NEW YORK (JTA)—For a people obsessed with numbers, the Jews have relatively scant concrete data about how, exactly, the Jews voted in the Tuesday, April 19 presidential primaries in New York.

But we do know enough to make some educated guesses.

Here’s what we know: Approximately 12 percent of all primary voters on Tuesday, April 19 were Jewish, according to exit polls. (Overall, Jews comprise about 10 percent of New Yorkers and 16 percent of New York’s registered voters.)

Most New York Jews are registered Democrats, both because of their political leanings (about 55 percent of New York Jews say they are Democrats or Democraticleaning) and because in this heavily liberal state with a closed primary system, the Democratic primary tends to be the only competitive race.

While the exit polls did not provide any breakdown of the Jewish vote, we can make some assumptions by looking at how the vote went in neighborhoods with large numbers of Jews.

In Borough Park, Brooklyn, one of the most Jewish precincts in the country, Hillary Clinton’s margin of victory, 61.3 percent to Bernie Sanders’ 38.7 percent, was slightly narrower than her citywide victory of 63.4-36.6 percent.

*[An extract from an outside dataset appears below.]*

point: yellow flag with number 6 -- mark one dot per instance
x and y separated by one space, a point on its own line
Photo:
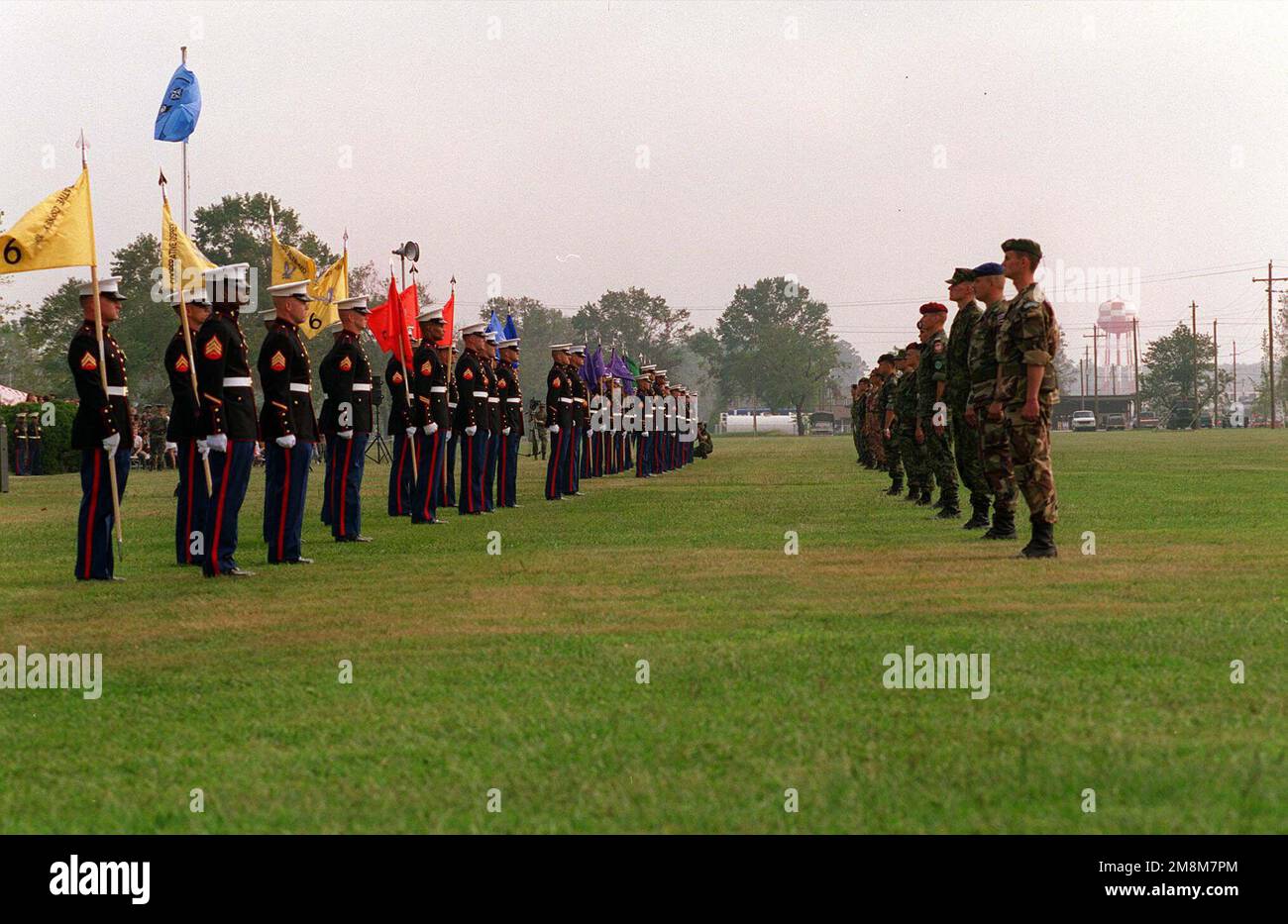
54 233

Borough Park had 3,930 Democratic votes cast.

In the heavily Chabad-Lubavitch Brooklyn neighborhood of Crown Heights South, Clinton won 63.8 percent of the vote to Sanders’ 36.2 percent, out of 5,374 total Democratic voters. In the heavily Satmar neighborhood of Williamsburg, Brooklyn, Clinton beat Sanders 61-39 percent out of 1,077 Democratic votes.

Clinton did much better on Manhattan’s Upper East Side and Upper West Side, where plenty of Jews live and where she took about 80 percent and 71 percent of the vote, respectively. But it’s hard to surmise anything about the Jewish vote in those neighborhoods because the Jews are mixed in with non-Jews.

On the Republican side, Ted Cruz seems to have swept the haredi Orthodox vote. In Borough Park, the Texas senator won with 56.6 percent compared to 37.7 percent for Donald Trump and 5.7 percent for Ohio Gov. John Kasich out of 1,642 total Republican votes cast. In Crown Heights South, Cruz finished with 45.2 percent, Trump with 40.7 percent and Kasich with 14.1 percent—but only out of a minuscule total of 177 votes. In Williamsburg, only 94 Republican votes were cast: 53.2 percent for Cruz, 38.3 percent for Trump and 8.5 percent (that’s 8 votes) for Kasich.

However, Orthodox support for Cruz was not sufficient to win him a delegate in the 10th Congressional District, which encompasses parts of Brooklyn and Manhattan’s West Side and is considered the most Jewish district in the country. Overall, Trump won that district with 44.8 percent of the vote to 34.5 percent for Kasich and 20.6 percent for Cruz—enough for Kasich to steal one of the district’s three delegates from Trump.

The Kasich campaign is also trumpeting his victory in the 12th Congressional District, which includes the Upper East Side and parts of Queens, as evidence that Kasich won the Jewish vote because that district is the second-most Jewish in the country. But while the 12th district has many Jews, the proportion of Jews to non-Jews there makes it impossible to drawn any conclusions about how the Jews voted.

Here’s the little we know for certain: Among Orthodox Jews, Clinton and Sanders did about as well as they did among New Yorkers generally, while Cruz was the clear favorite of Republicans.

But less than one-third of New York’s Jewish voters are Orthodox, so that doesn’t really tell us how the Jews voted generally. The only way to get that data is to do a real survey of a large number of Jewish voters in New York. So far, we haven’t had one in the 2016 campaign.

Now that the New York primary is history, we’re unlikely to see one. That’s because, with New York a safe bet to go Democratic in November, Tuesday, April 19’s vote is the only election that really matters in the ’16 presidential campaign.

The circus may go on in other states across the country, but in New York the party’s over. Thank God for that.